Por: Rodrigo Fonseca | Especial para o Correio da Manhã

A fera do rock nas telas do Bafici

A banda Dr. Feelgood é tema do .doc 'Oil City Confidential', em cartaz na edição 2025 do Bafici | Foto: Divulgação

No Brasil, o cineasta britânico Julien Andrew Temple já é de casa. Filmou "Rio 50 Degrees", em meio à preparação para a Copa do Mundo de 2014 e os Jogos Olímpicos de 2016 em dias de pura efervescência na cidade. Até o Rock in Rio passou por suas lentes. Antes disso, em plena década de 1980, ele juntou Mick Jagger e Paulo César Peréio (1940-2024) nos sets de "Running Out Of Luck", nas orlas nacionais. Quem foi capaz de dirigir duas forças tão indomáveis merece todo (e qualquer) respeito, não só o brasileiro, mas o argentino também, impulsionando em especial pelo histórico invejável de filmes sobre lendas da música que esse documentarista de 71 anos tem.

Envolvido uma vez mais com Jagger, na finalização do longa-metragem "I Am Curious Johnny", Temple tem dois de seus maiores sucessos na programação do 26º Festival Internacional de Cinema Independente de Buenos Aires, o Bafici. Faz parte da mostra Britannia Lado B: We Will Rock You com "Oil City Confidential" (2009) e com "Glastonbury" (2006).

"Neste momento em que o Reino Unido encara a ressaca do Brexit, é fundamental que a juventude possa conhecer os feitos dos outsiders da canção", disse Temple ao Correio da Manhã, em recente entrevista no Festival de San Sebastián. "Tenho uma estrada longa no rock, com artistas que exigiam de mim o que poderia haver de mais transgressor".

Consagrado também na ficção com filmes como "The Eternity Man" (2008) e "Absolute Beginners" (1986), Temple já dirigiu vídeos para David Bowie, Neil Young, Billy Idol, Depeche Mode e Sade. Em "Glastonbury", figuras como Morrissey, Joe Strummer, Björk e David Bowie se posicionam diante das câmeras do cineasta para um registro de um dos festivais de maior relevo da indústria fonográfica de língua inglesa, realizado há 54 anos em Pilton, Somerset, na Inglaterra. Já "Oil City Confidential" resgata os feitos do conjunto Dr. Feelgood, banda britânica do início dos anos 1970 cuja agressividade foi essencial para a gênese do movimento punk. Seus artistas (Kevin Morris, P H Mitchell, Steve Walwyn e Robert Kane) surpreenderam a cena musical do Reino Unido com sua postura feroz e seus solos de guitarra ousados.
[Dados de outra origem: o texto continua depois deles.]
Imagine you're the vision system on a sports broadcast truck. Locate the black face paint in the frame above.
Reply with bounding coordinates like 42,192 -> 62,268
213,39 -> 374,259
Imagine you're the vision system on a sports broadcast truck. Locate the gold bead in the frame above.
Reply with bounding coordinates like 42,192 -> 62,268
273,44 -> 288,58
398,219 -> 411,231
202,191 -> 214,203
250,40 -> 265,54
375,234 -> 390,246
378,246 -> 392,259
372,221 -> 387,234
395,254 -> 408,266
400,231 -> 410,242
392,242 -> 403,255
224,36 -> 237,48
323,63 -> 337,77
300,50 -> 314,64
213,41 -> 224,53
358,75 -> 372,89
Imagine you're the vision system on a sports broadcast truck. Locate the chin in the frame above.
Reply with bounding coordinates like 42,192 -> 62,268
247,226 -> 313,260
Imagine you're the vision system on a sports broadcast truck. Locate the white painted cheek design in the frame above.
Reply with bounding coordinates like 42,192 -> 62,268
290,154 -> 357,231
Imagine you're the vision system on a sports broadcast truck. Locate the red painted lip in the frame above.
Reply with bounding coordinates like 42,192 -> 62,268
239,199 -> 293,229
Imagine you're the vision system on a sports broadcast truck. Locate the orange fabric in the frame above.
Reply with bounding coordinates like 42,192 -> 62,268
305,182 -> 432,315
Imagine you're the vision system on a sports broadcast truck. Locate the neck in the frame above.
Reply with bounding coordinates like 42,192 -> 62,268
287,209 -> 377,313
"Tenho uma estrada longa no rock, com artistas que exigiam de mim o que poderia haver de mais transgressor. Trabalhei com o Sex Pistols, em 'God Save The Queen', no fim dos anos 1970, e lembro de ter sugerido a eles que usassem trechos de animação em um vídeo, para dar conta do que a gente precisava expressar. Era uma forma de inovar a narrativa dos clipes. Lembro de ouvir uma reclamação de Sid Vicious: 'Eu não quero virar um bicho animado'. Mas quando o povo da banda viu do que o cinema animado é capaz, eles perceberam o quanto essa linguagem pode trazer para a arte", disse Temple ao Correio da Manhã, em 2020, na Espanha, quando foi laureado com o Prêmio Especial do Júri no Festival de San Sebastián por "Crock of Gold: A Few Rounds with Shane MacGowan".

Inédita no Brasil, essa produção é uma carta de amor documental à rebeldia do rock'n'roll e aos poderes analgésicos (ainda que autodestrutivos) do álcool, produzida pelo ator americano Johnny Depp. Seu protagonista, Shane Patrick Lysaght MacGowan (1957-2023) é um deus para o eterno Jack Sparrow e é adorado como divindade pelos fiéis ao credo do punk rock. Orgulhoso de suas raízes irlandês, o músico escreveu e cantou algumas das letras mais selvagens da língua inglesa das últimas quatro décadas.

"Compartilhei a era punk com Shane e fiz uma primeira entrevista com ele ainda em P&B. Ao rodar 'Crock of Gold', percebi que o velho punk ainda estava lá com ele. Shane passou dos limites numerosas vezes, mas sempre voltou, firme, com a mesma indignação de antes", disse Temple, que já teve seus longas projetados pelo Bafici no passado. "Cultivo um cinema demiúrgico".

O Bafici chega ao fim neste domingo. Sua premiação será conhecida no sábado.